Freedom of religion and conscience are abstract concepts for law professors who spend most of their lives among dusty legal books and visiting boring two-day seminars. Many people hold this view, but it is absolutely wrong. Freedom of religion and conscience are important concepts for every person, every day.
In this first issue of our online publication “Freedom for All,” you will read four approaches to defining “freedom of conscience” and “freedom of religion.” These four perspectives, though different, do not represent a complete definition of these terms.
What we hope to achieve, however, in this first issue of our publication is twofold. Firstly, we want to awaken interest in the fundamental freedoms of conscience and religion in Bulgarian readers by asking the questions: What do “freedom of conscience”, “freedom of thought”, and “freedom of religion” really mean? What do they mean to me as an ordinary individual? What significance do these concepts have for the society in which I live and for the people around me?
Secondly, we hope to give our readers the understanding that the freedoms of conscience and religion are important for every individual and for the whole of society. We further desire to establish that our human rights and constitutional and fundamental freedoms, such as the freedom to believe in God and to practice our faith, are not fictitious concepts that have no application in daily life.
What we believe shapes us as persons; it defines our understanding of the world, of ourselves, of others, and hence it determines our behavior. Man finds a way to do what is right or at least what he thinks is right. If we believe it is right to take life indiscriminately, then we will strive after this misdeed with the fanatic confidence of someone who is devoted to the right cause. If we believe God wants us to take care of the poor, the sick, orphans and widows, then we will sacrifice time, effort and resources for this cause. If we believe there is no God, then we will strive to create a world order where human skills and power are the only method to solving problems in the lives of individuals and society.

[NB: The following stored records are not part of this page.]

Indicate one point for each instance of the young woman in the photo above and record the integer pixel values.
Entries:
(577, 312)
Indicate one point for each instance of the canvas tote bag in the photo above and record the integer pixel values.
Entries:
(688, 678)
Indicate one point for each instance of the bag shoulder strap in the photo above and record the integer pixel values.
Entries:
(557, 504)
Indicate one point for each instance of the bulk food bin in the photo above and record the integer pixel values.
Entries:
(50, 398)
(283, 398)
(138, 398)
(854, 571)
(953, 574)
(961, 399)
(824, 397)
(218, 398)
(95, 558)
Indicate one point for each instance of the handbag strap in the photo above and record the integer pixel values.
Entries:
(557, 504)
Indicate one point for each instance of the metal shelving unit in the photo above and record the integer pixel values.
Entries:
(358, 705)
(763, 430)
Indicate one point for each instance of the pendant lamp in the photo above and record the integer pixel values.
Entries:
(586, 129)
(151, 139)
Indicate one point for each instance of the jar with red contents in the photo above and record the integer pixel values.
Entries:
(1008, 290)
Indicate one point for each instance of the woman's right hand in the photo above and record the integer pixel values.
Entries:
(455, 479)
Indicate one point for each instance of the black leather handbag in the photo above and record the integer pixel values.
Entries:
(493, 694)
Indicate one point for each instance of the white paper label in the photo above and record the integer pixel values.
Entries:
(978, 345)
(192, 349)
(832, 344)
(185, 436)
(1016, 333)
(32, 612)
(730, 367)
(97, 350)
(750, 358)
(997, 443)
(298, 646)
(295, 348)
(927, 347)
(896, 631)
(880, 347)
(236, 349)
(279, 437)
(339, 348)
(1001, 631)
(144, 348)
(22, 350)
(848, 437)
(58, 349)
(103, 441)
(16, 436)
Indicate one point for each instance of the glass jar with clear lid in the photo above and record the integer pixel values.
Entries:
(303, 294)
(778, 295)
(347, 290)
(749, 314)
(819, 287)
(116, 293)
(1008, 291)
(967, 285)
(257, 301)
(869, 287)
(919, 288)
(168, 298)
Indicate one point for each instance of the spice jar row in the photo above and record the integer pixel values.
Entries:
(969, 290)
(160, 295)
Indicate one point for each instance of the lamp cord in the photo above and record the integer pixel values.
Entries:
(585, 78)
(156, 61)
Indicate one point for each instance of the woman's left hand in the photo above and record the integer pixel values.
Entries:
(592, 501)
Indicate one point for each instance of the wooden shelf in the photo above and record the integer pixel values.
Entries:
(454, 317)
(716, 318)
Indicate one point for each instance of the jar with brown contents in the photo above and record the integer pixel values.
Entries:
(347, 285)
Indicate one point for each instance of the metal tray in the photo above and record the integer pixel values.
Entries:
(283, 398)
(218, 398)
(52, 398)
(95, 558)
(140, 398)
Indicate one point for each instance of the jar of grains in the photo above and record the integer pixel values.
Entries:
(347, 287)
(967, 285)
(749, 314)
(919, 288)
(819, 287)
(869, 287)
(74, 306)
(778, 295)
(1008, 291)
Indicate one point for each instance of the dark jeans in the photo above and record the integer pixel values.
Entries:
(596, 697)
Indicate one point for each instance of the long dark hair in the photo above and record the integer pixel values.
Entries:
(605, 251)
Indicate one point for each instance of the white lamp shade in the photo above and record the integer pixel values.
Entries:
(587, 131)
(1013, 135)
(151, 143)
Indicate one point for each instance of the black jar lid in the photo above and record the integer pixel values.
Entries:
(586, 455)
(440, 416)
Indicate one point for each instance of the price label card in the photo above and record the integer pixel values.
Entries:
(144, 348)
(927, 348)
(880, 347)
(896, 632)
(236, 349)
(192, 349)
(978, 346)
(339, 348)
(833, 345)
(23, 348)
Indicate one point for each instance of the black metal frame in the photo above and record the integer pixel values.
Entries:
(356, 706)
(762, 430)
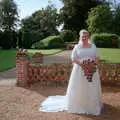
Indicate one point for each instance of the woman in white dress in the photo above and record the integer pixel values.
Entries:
(83, 95)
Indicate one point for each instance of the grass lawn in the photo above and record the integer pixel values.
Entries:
(7, 57)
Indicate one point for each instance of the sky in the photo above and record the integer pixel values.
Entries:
(27, 7)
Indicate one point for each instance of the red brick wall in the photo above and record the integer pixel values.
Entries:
(28, 73)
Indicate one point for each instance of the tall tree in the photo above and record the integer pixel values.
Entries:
(8, 15)
(100, 19)
(42, 23)
(74, 13)
(8, 23)
(45, 21)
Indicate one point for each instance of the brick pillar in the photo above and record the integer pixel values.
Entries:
(22, 63)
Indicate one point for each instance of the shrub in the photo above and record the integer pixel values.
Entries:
(67, 36)
(28, 38)
(48, 43)
(100, 19)
(106, 40)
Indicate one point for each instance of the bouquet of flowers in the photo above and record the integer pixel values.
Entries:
(89, 66)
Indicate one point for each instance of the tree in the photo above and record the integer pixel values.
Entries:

A heart conviction is what motivates people’s actions. The above three illustrations of possible attitudes toward faith, mentioned are good examples. Our beliefs do not always rest on intellectual understanding. If they did, the freedoms of conscience and religion would be reserved only for people with a higher education. Setting limits on faith and on people’s convictions, whether highly educated and learned or illiterate, inevitably restrains one’s sense of personal freedom – that inward conviction and its realization in everyday life. This type of restraint has always caused a response in the soul of those who have a fixed set of values and are true to them, no matter if they be highly educated or simple blue-collar workers.
Understanding that these rights are important is of practical significance. If this understanding is extended to the public, a relations between state and private organizations, as well as between religious groups, will improve. Disrespect toward the Constitution, the highest law regulating these issues in Bulgaria, is a fact at this stage. There are still local municipalities, mayors, and citizens of a “patriotic” disposition, who do not look upon the freedom of religion as a basic constitutional right, but as an annoying requirement subject to local morals and bigoted intolerance. Even the controversial new Religious Act in Bulgaria is proof of the mediocrity and the lack of understanding that envelopes this subject.

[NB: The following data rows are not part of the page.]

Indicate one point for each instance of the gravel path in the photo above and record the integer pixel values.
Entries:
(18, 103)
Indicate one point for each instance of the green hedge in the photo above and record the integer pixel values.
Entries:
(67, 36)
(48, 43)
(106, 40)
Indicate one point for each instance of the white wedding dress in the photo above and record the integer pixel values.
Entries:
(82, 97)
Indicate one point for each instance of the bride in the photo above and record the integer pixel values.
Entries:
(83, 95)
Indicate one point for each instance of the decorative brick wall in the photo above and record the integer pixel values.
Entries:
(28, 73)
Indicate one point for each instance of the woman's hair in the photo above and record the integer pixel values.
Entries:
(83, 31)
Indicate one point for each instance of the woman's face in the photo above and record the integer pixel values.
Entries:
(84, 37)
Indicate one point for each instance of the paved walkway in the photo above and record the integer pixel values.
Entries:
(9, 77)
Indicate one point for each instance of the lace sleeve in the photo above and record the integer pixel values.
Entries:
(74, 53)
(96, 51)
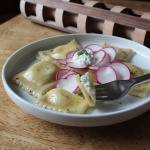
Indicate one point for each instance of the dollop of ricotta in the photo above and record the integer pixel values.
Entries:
(87, 83)
(82, 58)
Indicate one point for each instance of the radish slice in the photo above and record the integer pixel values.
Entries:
(70, 84)
(70, 54)
(62, 61)
(111, 52)
(77, 66)
(105, 75)
(63, 73)
(94, 47)
(102, 58)
(89, 50)
(122, 70)
(93, 67)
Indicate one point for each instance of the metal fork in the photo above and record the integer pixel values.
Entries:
(117, 89)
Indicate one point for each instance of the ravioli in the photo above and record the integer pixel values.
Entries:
(89, 97)
(123, 54)
(61, 51)
(61, 100)
(140, 90)
(38, 78)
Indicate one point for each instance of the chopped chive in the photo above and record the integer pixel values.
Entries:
(83, 52)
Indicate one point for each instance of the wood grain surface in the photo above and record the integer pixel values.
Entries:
(21, 131)
(97, 13)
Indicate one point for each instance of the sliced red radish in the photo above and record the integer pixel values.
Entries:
(122, 70)
(101, 59)
(76, 64)
(70, 54)
(79, 66)
(105, 75)
(93, 67)
(94, 47)
(63, 73)
(62, 61)
(111, 52)
(89, 50)
(70, 84)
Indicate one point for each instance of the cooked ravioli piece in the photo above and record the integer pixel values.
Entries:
(38, 78)
(61, 100)
(85, 90)
(61, 51)
(123, 54)
(140, 90)
(45, 55)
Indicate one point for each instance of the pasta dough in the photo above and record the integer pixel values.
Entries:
(61, 100)
(61, 51)
(38, 78)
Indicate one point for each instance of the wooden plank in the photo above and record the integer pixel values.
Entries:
(21, 131)
(97, 13)
(133, 4)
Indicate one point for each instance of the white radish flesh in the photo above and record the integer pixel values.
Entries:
(62, 61)
(102, 58)
(105, 75)
(70, 84)
(122, 70)
(94, 47)
(111, 52)
(63, 73)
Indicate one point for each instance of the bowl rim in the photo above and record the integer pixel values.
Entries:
(8, 89)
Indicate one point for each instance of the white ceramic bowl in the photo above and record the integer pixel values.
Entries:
(105, 113)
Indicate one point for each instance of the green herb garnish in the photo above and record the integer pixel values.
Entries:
(83, 52)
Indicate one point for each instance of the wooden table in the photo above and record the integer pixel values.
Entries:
(21, 131)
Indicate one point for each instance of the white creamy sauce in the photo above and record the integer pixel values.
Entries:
(83, 59)
(87, 83)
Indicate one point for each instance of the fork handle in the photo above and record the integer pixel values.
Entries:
(141, 79)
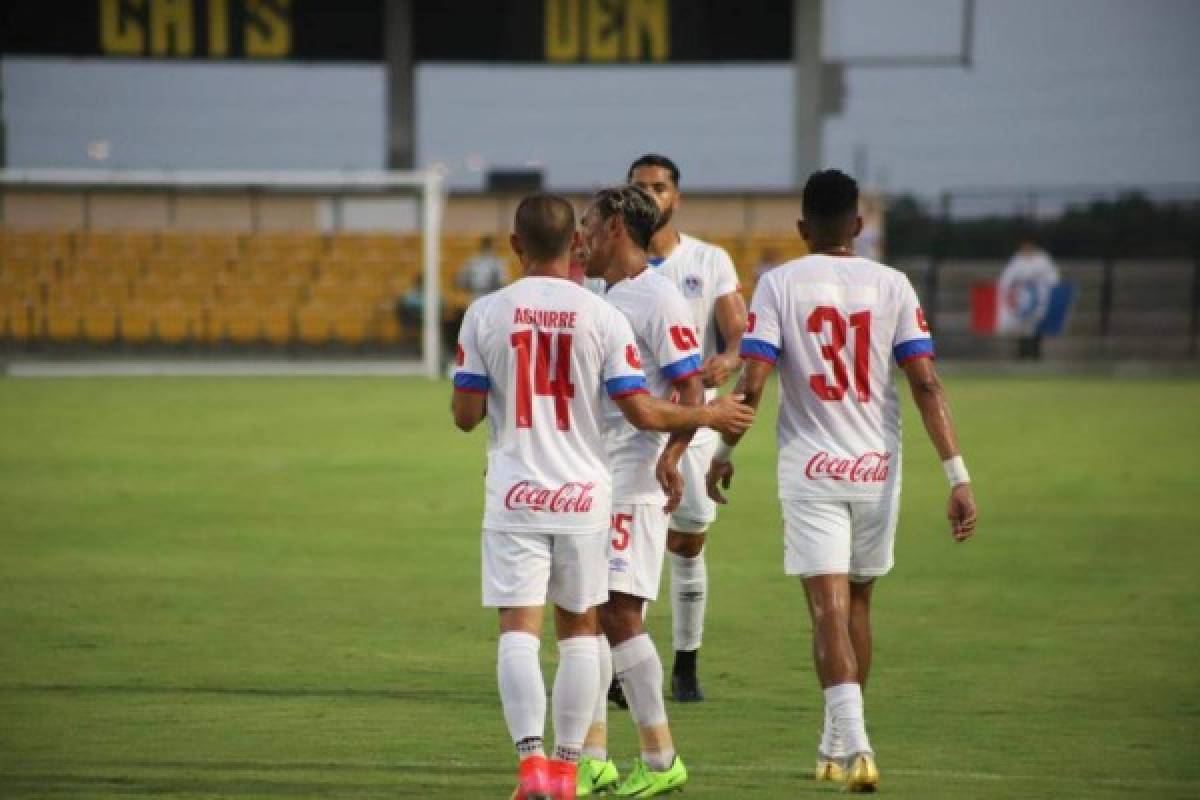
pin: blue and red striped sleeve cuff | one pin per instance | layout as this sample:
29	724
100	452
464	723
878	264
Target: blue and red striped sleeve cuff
912	349
468	382
683	368
625	386
760	350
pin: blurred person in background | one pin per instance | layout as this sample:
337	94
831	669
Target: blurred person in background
1024	289
706	277
767	262
483	272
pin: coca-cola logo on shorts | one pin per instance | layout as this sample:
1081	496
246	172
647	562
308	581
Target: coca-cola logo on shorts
869	468
569	498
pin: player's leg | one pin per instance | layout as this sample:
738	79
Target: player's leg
871	555
817	548
861	625
689	570
516	571
579	583
635	567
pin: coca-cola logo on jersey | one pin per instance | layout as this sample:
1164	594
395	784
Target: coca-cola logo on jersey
568	498
869	468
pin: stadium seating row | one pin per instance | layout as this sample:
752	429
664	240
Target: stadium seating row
219	287
173	324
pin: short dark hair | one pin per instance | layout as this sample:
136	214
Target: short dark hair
637	210
545	224
829	194
654	160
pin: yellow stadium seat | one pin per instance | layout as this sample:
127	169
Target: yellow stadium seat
351	324
243	324
313	324
17	322
63	323
136	324
100	324
276	324
173	323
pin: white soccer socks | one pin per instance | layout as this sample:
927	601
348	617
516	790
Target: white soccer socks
689	595
522	691
844	705
832	744
595	745
576	686
636	663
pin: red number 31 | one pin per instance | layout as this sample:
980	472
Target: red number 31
829	320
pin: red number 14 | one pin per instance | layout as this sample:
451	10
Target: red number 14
559	386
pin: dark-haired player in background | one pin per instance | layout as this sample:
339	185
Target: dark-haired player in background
706	277
538	358
834	323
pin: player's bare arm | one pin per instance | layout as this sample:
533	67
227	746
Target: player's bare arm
691	392
750	386
731	320
929	395
725	414
469	409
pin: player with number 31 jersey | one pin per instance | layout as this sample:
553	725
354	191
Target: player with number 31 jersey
834	324
839	419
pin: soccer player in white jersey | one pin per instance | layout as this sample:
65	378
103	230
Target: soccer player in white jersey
708	282
537	359
617	229
833	324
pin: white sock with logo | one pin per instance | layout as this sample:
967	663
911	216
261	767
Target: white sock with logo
689	596
592	745
845	704
832	745
522	690
575	692
636	663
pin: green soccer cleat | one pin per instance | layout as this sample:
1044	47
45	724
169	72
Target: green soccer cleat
645	783
595	777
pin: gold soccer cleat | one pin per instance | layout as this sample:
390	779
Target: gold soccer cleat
862	774
828	769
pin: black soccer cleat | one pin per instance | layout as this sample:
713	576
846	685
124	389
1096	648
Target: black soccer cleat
684	683
617	695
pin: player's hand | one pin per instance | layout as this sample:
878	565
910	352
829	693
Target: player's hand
671	480
718	368
729	414
720	474
961	512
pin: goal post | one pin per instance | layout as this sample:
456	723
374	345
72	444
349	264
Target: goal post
339	202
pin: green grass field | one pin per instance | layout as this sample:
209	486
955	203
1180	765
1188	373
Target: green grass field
269	588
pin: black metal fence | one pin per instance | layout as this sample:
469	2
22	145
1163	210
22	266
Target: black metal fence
1133	253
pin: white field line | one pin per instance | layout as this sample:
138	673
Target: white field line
699	769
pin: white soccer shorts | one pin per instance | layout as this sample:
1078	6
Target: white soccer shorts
834	537
636	543
696	511
568	570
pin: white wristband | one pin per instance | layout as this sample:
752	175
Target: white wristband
955	470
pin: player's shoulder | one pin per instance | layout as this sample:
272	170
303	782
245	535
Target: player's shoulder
703	250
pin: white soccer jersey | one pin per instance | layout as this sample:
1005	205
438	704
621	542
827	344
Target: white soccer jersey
670	352
546	352
834	325
702	272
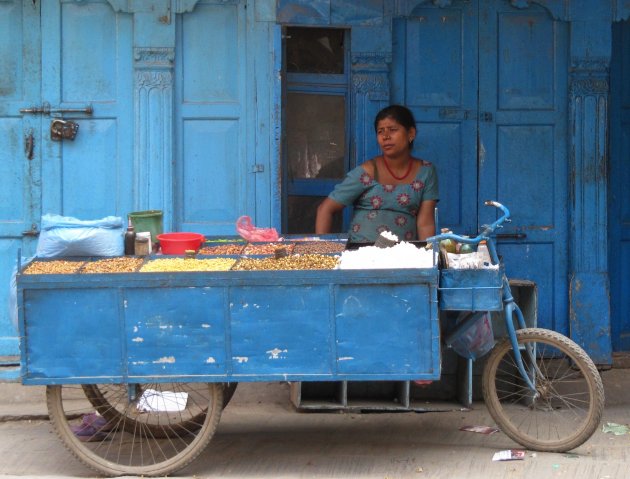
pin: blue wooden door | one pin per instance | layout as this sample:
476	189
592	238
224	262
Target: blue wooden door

Bulgarian society for years was taught to fear any religious faith and the freedom of its expression. Compulsive atheism, fear and hypocrisy were the cornerstones of the communist regime in Eastern Europe. They also turned the concepts of “freedom of religion” and “freedom of conscience” into empty words, reserved for use only in the presence of foreign guests and when it was necessary to stress the great achievements of the dogmatic regime.
Breaking with this difficult legacy and building a society that is based on respect for the human person is a difficult process. Years of confusion after the fall of the communist state structure brought about the “liberty” of a new consumer society. But it seems that the new generation of the market economy is hardly aware of how easily this freedom may turn into slavery if human conscience and faith are under the control of the secret police, state repression and the self-censorship of fear.
We are convinced that the basis of this process of discovering the values of a free society, in particular the freedom of religion, lays in an honest attitude toward ourselves and others The ability to freely ask questions that are important to everyone and a readiness to hear the answers is the beginning of a course in the right direction. This type of dialogue is the goal of our publication whose first issue is before you.
One religious leader, with enormous influence even today, a carpenter from Nazareth born 2000 years ago, said of himself that he is the Son of God. He claimed that only He is the Way, the Truth, and the Life, and that no one can know God except through him. Whether or not this is so, it is a matter of choice to believe his claims and his teaching. Everyone has to make that choice for himself and bear the consequences in his life and soul. To follow God, or not to, is among one of the most important decisions in a man’s life. But in order to make such a choice, man must first be presented with the opportunity to choose. Therefore, the freedom to choose a faith must be respected by all and guaranteed to everyone.